Rich Pieri <email@example.com> wrote:
>Dave Sill writes:
>> 1) The sendmail on the system is probably out-of-date and needs to be
>> replaced with a newer, more secure version.
>You might want to look at a modern Unix or Unixalike. Most these days ship
>with reasonably current versions, or have patches available to make them
>current. Even Sun, formerly the biggest offender, ships with current code
>(of course, that is because Sun has been funding Erik Allman :).
Installing sendmail patches is exactly what I meant by replacing the
out-of-the-box sendmail with a newer, more secure version. And it's
Eric, with a "c".
>> 2) For serious sysadmins, the one-time effort to install a new MTA is
>> worth it if it improves performance or makes their job easier
>The fact that this argument is occouring at all disproves that claim.
What are you talking about?.
>Besides, there is no such thing as a one-time installation of a new MTA:
>sooner or later, someone will find a flaw.
That's a great example of Sendmailthink. "Of *course* the installed
sendmail is flawed and will need to be updated regularly. It's always
been that way."
qmail is different. It's not bug free, but I ran an early beta on one
machine for two years before I got around to upgrading it--not because
it didn't work, but because it was so old it worked a little
differently than the full release. There was no compelling reason to
upgrade it, I just wanted to.
I'm running 1.01 on my list server, which is a year and a half old and
two versions out of date. It works great, and I don't need any of the
new features added in 1.02 or 1.03.
>But really only a little slower when dealing with fast machines and
>networks. And it is in fact faster when dealing with machines and networks
>that would be throttled by qmail, precicely because it does not throttle
Do you have measurements to back up that claim?

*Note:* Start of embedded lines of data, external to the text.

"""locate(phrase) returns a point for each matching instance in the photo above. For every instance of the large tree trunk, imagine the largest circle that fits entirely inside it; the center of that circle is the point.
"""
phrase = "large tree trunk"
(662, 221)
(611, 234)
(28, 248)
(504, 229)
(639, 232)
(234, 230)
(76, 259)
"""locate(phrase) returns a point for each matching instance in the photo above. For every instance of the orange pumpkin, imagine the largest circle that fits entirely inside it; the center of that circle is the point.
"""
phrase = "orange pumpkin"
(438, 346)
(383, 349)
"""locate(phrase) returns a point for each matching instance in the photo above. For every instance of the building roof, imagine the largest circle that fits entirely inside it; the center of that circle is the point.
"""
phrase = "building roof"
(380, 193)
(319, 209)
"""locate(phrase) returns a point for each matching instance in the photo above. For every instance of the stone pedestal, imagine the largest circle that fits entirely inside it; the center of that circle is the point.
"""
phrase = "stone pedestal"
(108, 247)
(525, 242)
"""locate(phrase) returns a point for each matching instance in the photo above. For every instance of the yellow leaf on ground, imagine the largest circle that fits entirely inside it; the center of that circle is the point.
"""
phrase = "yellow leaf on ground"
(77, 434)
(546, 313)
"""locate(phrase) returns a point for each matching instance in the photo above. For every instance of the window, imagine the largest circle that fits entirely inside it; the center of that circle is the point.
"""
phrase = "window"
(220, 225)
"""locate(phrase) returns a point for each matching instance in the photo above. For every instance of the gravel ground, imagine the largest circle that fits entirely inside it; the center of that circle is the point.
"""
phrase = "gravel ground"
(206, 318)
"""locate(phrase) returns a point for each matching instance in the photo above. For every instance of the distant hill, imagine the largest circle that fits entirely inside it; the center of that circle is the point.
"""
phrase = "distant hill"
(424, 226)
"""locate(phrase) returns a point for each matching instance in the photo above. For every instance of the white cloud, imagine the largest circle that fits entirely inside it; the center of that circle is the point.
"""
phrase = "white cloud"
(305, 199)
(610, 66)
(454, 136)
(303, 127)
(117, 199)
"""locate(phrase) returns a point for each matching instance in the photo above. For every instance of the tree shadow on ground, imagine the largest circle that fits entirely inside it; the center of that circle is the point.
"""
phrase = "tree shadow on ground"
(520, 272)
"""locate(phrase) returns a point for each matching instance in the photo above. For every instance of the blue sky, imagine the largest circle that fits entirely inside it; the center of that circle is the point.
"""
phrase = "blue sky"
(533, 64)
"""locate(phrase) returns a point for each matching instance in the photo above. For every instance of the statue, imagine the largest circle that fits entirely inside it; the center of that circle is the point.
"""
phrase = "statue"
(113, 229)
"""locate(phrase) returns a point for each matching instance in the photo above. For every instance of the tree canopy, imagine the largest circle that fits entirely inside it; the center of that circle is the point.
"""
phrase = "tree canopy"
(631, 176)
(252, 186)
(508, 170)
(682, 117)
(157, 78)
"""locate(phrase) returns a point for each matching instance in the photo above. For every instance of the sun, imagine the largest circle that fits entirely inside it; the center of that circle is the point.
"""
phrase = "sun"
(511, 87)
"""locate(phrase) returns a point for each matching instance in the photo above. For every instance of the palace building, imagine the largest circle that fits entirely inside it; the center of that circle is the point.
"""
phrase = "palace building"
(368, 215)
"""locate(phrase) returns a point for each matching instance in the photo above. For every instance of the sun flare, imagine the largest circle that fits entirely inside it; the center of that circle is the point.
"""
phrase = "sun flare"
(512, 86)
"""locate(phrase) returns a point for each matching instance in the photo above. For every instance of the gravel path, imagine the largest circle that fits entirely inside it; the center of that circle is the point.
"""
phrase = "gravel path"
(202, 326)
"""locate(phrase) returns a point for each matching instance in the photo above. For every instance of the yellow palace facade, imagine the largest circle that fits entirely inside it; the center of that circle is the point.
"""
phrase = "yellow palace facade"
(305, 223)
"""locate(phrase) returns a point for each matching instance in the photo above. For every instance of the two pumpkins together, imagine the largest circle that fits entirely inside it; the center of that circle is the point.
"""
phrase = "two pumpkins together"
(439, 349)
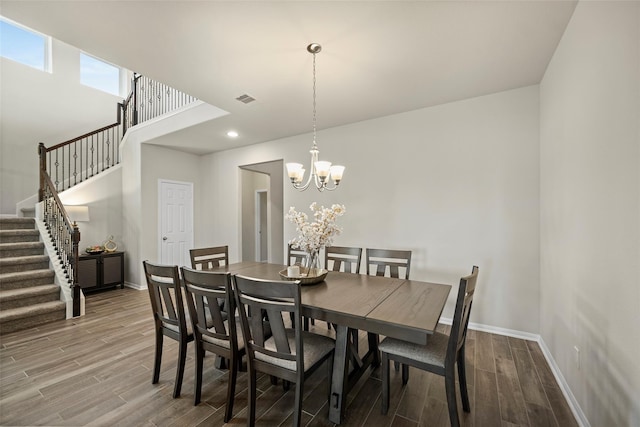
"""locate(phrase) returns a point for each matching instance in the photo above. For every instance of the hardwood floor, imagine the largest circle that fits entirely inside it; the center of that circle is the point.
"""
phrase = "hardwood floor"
(96, 370)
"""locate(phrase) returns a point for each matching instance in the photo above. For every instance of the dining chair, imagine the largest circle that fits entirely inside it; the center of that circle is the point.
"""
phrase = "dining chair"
(440, 354)
(388, 260)
(342, 258)
(213, 331)
(289, 354)
(209, 258)
(165, 292)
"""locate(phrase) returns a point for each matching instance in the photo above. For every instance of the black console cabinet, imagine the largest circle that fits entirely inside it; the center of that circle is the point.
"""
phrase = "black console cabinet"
(101, 270)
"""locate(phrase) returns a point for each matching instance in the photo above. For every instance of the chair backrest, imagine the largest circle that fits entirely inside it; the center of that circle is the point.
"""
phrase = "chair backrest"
(208, 258)
(341, 256)
(165, 292)
(262, 302)
(204, 290)
(295, 256)
(461, 312)
(395, 260)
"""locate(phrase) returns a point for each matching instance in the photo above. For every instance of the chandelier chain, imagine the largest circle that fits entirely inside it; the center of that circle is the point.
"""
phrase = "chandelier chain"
(320, 172)
(314, 100)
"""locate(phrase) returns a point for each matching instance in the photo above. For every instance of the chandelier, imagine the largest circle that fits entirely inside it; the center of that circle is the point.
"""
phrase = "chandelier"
(321, 171)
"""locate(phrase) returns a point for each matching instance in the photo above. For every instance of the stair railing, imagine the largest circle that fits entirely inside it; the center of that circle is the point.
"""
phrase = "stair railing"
(65, 237)
(69, 163)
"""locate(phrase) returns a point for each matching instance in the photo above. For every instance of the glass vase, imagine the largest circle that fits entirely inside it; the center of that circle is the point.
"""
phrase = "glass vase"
(312, 263)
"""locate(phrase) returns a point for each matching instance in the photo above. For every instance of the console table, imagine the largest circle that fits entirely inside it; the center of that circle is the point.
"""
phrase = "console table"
(100, 271)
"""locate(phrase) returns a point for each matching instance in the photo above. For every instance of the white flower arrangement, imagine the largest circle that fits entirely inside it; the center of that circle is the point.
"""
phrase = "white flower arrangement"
(314, 235)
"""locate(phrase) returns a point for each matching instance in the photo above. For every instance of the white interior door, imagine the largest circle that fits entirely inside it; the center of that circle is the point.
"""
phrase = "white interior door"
(176, 222)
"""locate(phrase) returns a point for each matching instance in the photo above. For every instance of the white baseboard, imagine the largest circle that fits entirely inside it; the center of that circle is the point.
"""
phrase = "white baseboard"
(135, 286)
(497, 330)
(578, 414)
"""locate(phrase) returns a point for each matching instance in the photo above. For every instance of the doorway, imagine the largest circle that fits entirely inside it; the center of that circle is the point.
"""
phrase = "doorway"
(262, 226)
(262, 200)
(175, 200)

>> True. But once upon a time the Majordomo+sendmail community was
>> smaller than today's Majordomo+qmail community, and somehow those
>> people were able to get the job done.
>Your point to this straw-man?
In what sense is that an "argument ... set up so as to be easily
refuted or defeated"?
>It is a matter of degree. qmail loses because it does not suffer as much
>scrutiny as sendmail. The *ONLY* useful gauge of security in the real
>world is scrutiny.
That's an interesting point of view.
>> This is pretty much cancelled out by the converse. Some people are
>> tired of scrambling around to fix the sendmail bug du jour.
>That's funny... I haven't seen much in recent years. Most of the sendmail
>8.8 patches have been minor things; the significant changes have been in
>the anti-spam arena.
Sure, it's been a while since there's been a major sendmail security
problem. That's due more to the fact that it's been a while since a
new class of security problems (e.g., buffer overruns) has been
discovered. The advantage of qmail's design is that even if a new
class of problems is identified, and in the unlikely event qmail is
vulnerable, the damage will be minimized by its compartmentalization.
Sendmail, being one, monolithic setuid root binary, will likely give
away the family jewels, as it has many times previously.